The AA Populus poll of 23,141 drivers asked: Which of the following would you do if you were a passenger and your driver used their hand-held mobile when driving? The responses were:

  • Ask them to stop using phone — 59 per cent
  • Offer to take the call — 50 per cent
  • Take the phone away — 12 per cent
  • Refuse to get in car with them again — 8 per cent
  • Report them to police — 1 per cent
  • Nothing, but would be annoyed — 5 per cent
  • Nothing, won’t bother me — 1 per cent

More than one in ten (13 per cent) young drivers (18-24 yrs) said they find it difficult to ignore a message or email alert on their phones whilst driving. Overall 6 per cent of drivers find this difficult.

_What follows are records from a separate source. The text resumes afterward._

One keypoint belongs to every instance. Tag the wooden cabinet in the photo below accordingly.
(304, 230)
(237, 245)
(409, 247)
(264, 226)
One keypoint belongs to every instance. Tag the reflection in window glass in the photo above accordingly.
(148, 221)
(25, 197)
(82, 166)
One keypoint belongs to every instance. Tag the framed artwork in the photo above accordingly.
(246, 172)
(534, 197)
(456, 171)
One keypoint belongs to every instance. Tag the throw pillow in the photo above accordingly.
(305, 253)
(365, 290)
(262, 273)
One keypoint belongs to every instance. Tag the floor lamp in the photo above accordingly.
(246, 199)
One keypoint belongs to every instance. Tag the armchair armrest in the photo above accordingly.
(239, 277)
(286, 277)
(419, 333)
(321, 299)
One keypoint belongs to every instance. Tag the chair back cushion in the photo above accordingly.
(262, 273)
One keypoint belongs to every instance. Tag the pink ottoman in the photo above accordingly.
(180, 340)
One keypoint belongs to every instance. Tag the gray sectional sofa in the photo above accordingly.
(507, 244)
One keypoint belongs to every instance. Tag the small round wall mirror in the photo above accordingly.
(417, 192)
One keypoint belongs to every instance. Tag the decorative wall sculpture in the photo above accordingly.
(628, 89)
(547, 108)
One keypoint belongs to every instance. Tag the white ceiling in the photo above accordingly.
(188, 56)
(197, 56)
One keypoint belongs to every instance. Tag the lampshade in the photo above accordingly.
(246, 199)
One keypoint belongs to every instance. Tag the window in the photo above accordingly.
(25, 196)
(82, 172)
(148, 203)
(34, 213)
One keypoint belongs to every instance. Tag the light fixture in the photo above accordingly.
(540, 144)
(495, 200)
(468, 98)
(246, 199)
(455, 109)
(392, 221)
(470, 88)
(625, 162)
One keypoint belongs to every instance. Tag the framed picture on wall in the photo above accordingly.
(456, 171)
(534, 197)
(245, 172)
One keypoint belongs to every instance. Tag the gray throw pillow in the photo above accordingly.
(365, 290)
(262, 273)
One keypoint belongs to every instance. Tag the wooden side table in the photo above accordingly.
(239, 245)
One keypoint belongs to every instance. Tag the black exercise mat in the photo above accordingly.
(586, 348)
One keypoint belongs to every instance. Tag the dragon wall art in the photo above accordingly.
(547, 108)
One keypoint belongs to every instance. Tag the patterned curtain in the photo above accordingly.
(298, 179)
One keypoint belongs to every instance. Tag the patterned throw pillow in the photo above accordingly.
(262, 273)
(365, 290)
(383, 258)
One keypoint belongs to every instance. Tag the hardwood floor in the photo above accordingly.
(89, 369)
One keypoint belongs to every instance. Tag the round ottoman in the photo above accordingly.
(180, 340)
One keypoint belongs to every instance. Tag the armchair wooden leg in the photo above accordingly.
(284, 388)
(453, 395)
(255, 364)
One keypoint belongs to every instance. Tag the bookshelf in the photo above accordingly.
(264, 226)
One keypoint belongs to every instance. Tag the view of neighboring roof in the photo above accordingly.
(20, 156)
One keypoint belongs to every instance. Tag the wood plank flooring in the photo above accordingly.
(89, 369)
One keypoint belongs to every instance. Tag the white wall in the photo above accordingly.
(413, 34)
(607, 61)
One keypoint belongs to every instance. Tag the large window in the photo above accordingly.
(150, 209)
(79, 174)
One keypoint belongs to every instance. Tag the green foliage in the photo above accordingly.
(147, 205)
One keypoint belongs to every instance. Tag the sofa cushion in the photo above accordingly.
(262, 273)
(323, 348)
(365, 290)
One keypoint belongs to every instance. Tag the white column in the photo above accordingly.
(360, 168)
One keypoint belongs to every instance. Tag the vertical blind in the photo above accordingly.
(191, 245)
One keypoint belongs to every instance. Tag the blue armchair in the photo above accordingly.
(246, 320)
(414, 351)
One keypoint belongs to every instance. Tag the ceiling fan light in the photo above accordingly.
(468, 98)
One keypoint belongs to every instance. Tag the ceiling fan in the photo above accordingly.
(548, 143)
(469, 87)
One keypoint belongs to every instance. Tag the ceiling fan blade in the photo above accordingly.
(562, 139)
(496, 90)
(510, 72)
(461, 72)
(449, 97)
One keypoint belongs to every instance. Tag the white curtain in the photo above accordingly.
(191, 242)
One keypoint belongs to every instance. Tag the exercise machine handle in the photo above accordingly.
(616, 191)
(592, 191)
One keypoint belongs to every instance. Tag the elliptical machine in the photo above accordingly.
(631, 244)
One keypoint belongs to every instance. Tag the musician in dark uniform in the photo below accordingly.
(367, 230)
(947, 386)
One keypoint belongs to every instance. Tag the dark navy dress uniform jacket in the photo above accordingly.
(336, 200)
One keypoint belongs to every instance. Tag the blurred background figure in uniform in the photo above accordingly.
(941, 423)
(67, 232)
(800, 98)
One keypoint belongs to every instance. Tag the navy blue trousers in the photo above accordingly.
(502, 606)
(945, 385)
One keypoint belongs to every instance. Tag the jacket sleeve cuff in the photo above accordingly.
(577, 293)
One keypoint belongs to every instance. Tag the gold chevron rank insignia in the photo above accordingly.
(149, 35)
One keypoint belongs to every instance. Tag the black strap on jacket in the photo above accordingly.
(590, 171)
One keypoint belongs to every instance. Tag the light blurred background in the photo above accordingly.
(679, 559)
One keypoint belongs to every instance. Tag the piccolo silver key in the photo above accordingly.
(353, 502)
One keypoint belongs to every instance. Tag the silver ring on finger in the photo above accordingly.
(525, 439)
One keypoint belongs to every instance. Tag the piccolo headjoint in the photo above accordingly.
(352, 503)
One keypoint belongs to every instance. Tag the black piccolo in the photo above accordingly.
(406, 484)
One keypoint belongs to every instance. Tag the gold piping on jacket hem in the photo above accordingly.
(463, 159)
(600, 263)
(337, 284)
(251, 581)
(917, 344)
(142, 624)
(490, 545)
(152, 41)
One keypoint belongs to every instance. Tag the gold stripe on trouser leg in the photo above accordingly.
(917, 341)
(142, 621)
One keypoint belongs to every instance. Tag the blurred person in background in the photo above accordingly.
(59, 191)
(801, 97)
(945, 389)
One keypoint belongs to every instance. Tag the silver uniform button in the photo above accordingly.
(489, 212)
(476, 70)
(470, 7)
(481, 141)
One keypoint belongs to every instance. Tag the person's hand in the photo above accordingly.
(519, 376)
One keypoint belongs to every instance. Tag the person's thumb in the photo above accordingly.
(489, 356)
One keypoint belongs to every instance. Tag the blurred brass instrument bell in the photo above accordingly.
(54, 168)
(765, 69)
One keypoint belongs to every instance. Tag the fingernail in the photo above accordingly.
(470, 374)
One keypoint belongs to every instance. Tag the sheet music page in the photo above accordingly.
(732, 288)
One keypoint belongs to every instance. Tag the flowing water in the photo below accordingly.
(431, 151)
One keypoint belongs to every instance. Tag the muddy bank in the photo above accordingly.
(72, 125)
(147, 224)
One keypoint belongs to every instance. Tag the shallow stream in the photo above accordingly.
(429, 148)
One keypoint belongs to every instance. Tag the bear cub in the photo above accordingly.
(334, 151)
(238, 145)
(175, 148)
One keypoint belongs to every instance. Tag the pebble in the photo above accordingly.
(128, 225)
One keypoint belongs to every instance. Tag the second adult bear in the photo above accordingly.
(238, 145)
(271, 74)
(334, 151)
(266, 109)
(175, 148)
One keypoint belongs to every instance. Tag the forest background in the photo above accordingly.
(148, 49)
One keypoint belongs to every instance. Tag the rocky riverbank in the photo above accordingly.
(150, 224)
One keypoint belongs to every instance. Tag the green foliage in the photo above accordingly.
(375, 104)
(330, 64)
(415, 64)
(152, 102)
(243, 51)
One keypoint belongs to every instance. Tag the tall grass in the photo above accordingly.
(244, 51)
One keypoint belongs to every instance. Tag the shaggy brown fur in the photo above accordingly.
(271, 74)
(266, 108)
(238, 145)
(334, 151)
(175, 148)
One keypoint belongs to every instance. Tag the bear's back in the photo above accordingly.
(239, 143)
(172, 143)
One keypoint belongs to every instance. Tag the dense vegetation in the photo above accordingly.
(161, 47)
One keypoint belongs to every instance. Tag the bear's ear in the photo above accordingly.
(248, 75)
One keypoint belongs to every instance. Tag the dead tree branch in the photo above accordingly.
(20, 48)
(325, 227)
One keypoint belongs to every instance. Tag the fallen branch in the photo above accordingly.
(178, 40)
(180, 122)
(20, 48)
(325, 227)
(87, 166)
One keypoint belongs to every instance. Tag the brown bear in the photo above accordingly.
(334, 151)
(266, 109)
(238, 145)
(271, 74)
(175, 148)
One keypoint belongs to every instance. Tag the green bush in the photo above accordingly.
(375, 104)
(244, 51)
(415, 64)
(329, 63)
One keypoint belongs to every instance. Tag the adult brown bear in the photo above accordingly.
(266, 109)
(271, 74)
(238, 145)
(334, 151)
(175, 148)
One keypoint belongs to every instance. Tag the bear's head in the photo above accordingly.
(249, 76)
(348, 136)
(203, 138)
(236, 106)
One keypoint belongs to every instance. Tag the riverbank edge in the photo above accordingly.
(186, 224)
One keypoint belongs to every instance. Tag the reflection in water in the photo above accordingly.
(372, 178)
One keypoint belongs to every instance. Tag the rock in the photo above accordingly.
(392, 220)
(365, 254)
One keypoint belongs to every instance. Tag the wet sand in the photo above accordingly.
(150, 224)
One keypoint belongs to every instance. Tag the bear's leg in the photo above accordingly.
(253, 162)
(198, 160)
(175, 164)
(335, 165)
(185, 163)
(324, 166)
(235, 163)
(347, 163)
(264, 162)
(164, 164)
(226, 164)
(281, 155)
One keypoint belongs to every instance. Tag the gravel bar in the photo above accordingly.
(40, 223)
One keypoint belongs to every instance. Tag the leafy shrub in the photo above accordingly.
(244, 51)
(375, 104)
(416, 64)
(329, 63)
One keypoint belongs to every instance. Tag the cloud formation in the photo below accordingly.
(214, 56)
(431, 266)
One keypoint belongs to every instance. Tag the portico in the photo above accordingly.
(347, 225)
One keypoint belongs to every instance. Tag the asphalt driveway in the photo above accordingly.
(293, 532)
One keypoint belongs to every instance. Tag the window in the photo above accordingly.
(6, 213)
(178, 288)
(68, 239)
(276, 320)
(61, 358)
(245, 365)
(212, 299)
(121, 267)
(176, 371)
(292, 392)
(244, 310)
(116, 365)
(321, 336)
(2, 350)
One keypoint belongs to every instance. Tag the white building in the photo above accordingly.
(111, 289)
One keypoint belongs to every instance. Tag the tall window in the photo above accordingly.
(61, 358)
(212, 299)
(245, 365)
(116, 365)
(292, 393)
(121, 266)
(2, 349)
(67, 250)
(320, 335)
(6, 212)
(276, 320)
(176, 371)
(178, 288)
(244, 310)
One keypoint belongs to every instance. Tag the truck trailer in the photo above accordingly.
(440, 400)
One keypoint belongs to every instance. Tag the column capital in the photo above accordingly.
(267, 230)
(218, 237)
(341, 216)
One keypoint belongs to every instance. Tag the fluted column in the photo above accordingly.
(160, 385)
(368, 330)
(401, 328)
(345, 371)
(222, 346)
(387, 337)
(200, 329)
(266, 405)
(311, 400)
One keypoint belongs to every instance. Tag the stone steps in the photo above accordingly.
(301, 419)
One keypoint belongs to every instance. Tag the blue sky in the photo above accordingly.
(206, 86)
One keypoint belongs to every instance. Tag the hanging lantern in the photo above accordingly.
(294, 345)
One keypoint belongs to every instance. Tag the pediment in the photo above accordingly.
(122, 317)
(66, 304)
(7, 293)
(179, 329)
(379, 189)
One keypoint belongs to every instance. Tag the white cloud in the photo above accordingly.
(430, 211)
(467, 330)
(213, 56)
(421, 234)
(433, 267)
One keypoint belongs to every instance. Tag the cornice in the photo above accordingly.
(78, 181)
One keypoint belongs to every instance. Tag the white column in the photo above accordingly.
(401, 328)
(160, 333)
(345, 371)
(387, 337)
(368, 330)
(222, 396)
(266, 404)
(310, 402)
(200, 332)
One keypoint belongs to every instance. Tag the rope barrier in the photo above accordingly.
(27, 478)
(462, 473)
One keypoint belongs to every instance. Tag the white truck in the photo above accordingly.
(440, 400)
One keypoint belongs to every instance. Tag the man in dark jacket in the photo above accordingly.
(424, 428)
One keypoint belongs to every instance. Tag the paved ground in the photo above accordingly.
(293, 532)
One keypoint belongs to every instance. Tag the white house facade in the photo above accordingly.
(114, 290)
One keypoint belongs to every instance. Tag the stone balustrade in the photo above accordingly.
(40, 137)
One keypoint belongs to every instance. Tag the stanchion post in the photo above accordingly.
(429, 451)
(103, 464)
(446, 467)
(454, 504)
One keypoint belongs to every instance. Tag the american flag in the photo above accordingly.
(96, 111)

While the Government intends to increase the penalties for using a mobile at the wheel to six penalty points and a £200 fine, the AA Trust believes changing behaviour is just as important.

Latest Government figures show a 35 per cent increase in fatalities on built-up roads. The report said that there had been 200 fatalities on roads with a maximum of 40 mph between April and June 2016, compared to 148 deaths for the same period in 2015.

A total of 24,620 people were killed or seriously injured in the year ending June 2016, up 3 per cent compared to the previous year. For the same period, deaths of car occupants rose by 9 per cent and pedestrians by 3 per cent.

Edmund King OBE, AA Trust director said: “The hike in fatalities on built-up roads by more than a third, is staggering and may be due to driver inattention from excessive use of mobile phones at the wheel.”

In order to stop these avoidable deaths, the AA Trust is embarking on a yearlong campaign to change behaviour. The campaign kicks off with the launch of a new film, “Cadence”.

A young film-maker became so uncomfortable by her peers’ driving and use of mobiles at the wheel that she has produced a film with a safety twist, thanks to funding from the AA Charitable Trust.

Emmeline Kellie, who wrote, starred in and produced the film was compelled to do so after becoming such a nervous car passenger with many of her friends because they were always using their mobile phones behind the wheel.

Emmeline, who graduated from the University of Derby in Media Production, said: “I saw a road safety presentation when I was at school and it really struck a chord with me.

“Roads make me nervous so I delayed driving for quite a while because I was too scared to take my life into my own hands, but as my friends started using their phones more and more at the wheel, it became clear that I would be safer driving myself.

“People just don’t realise it only takes one moment to glance at a text and it can all go wrong behind the wheel; and that it only needs to go wrong once.”

The film also features young London based musician Luke Pickett. “Cadence” features two of his songs and he also wrote the score for the film.

Luke said: “I was keen to work on the Cadence project as it is an unconventional approach to road safety and hopefully will help to save lives.”